In anderen Ländern, die der Papst besuchte, ist die Lage wahrscheinlich noch kritischer. Über die Reise des Papstes nach Mexiko im Januar 1979 schrieb die New York Times:
„Diese Woche wird Papst Johannes Paul II. in einer heiklen Mission Mexiko besuchen — um einen offenen Bruch zwischen dem konservativen und dem progressiven Flügel der lateinamerikanischen Kirche zu verhindern. ...

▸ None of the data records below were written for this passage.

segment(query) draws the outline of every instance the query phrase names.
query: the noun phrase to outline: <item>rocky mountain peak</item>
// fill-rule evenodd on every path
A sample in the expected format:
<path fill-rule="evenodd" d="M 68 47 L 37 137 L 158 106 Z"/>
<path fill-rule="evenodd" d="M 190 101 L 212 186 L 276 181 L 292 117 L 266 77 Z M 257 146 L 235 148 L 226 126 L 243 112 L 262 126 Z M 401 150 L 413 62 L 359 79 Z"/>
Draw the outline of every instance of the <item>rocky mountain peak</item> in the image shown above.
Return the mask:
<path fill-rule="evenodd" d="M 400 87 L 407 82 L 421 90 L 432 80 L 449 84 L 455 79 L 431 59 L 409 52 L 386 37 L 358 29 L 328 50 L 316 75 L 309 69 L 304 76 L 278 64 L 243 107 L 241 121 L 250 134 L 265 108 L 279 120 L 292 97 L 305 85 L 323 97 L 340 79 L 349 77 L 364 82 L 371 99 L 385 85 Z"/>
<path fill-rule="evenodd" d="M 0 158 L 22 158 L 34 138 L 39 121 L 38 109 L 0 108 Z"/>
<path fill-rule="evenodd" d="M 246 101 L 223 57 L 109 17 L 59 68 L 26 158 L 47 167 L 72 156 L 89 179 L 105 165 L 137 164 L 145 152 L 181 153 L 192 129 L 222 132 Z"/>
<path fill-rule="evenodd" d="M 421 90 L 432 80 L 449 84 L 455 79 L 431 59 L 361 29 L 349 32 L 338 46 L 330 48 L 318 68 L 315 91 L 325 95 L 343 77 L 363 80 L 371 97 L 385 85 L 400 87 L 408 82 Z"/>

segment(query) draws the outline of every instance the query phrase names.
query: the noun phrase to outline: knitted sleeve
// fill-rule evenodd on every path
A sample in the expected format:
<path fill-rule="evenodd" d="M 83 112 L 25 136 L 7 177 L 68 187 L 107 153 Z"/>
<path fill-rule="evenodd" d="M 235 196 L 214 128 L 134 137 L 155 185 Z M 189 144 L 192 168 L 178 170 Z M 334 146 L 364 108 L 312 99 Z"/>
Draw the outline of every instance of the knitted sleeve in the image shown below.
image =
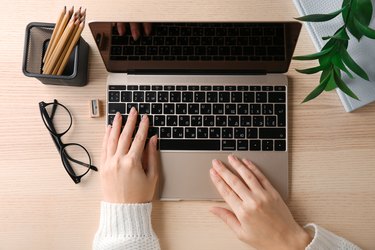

Sein Entschluß, nach Mexiko zu reisen, verrät den Ernst der Lage ... Seit 1968 ist die lateinamerikanische Kirche stark politisch engagiert, und progressive Priester rebellieren gegen die traditionelle Disziplin ihrer Bischöfe.“
„Tief bewegt“ — In welcher Weise?
In der Presse der Länder, die der Papst besuchte, wurde erwähnt, daß die Massen „tief bewegt“ waren. Aber in welcher Weise? Conor Cruise O’Brien, Chefredakteur des in London erscheinenden Observer, schrieb:
„Wenn ich sehen könnte, daß die Leute nach dem Papstbesuch besser handeln würden, hätte ich das Gefühl, der Besuch des Papstes habe sie ,tief bewegt‘, und ich würde mich freuen ... Leider sehe ich aber nicht die geringsten Anzeichen einer Besserung. ...
Wiederholt verurteilte der Papst Gewalttaten, und zwar ganz entschieden. Die [katholische] Irische Republikanische Armee hielt daraufhin eine Pressekonferenz ab, auf der sie bekanntgab, daß alles wie bisher weitergehen werde.“
Sechs Tage nachdem Johannes Paul II. die Katholiken Irlands aufgefordert hatte: „Kehrt um vom Weg der Gewalt, und kehrt zurück zu den Wegen des Friedens“, wurde ein 38jähriger Hafenarbeiter von Terroristen erschossen. „Es war uns klar, daß alles beim alten bleiben würde“, sagte ein irischer Priester.
Dennoch waren die Volksmassen sichtlich bewegt, wenn sie den Papst sahen. Aber die Massen reagierten ähnlich wie beim Auftreten eines berühmten Filmstars oder Politikers. Der Papstbesuch war verbunden mit einem Pomp und einem Zeremoniell, als käme ein König. Es war wirklich eine Schau.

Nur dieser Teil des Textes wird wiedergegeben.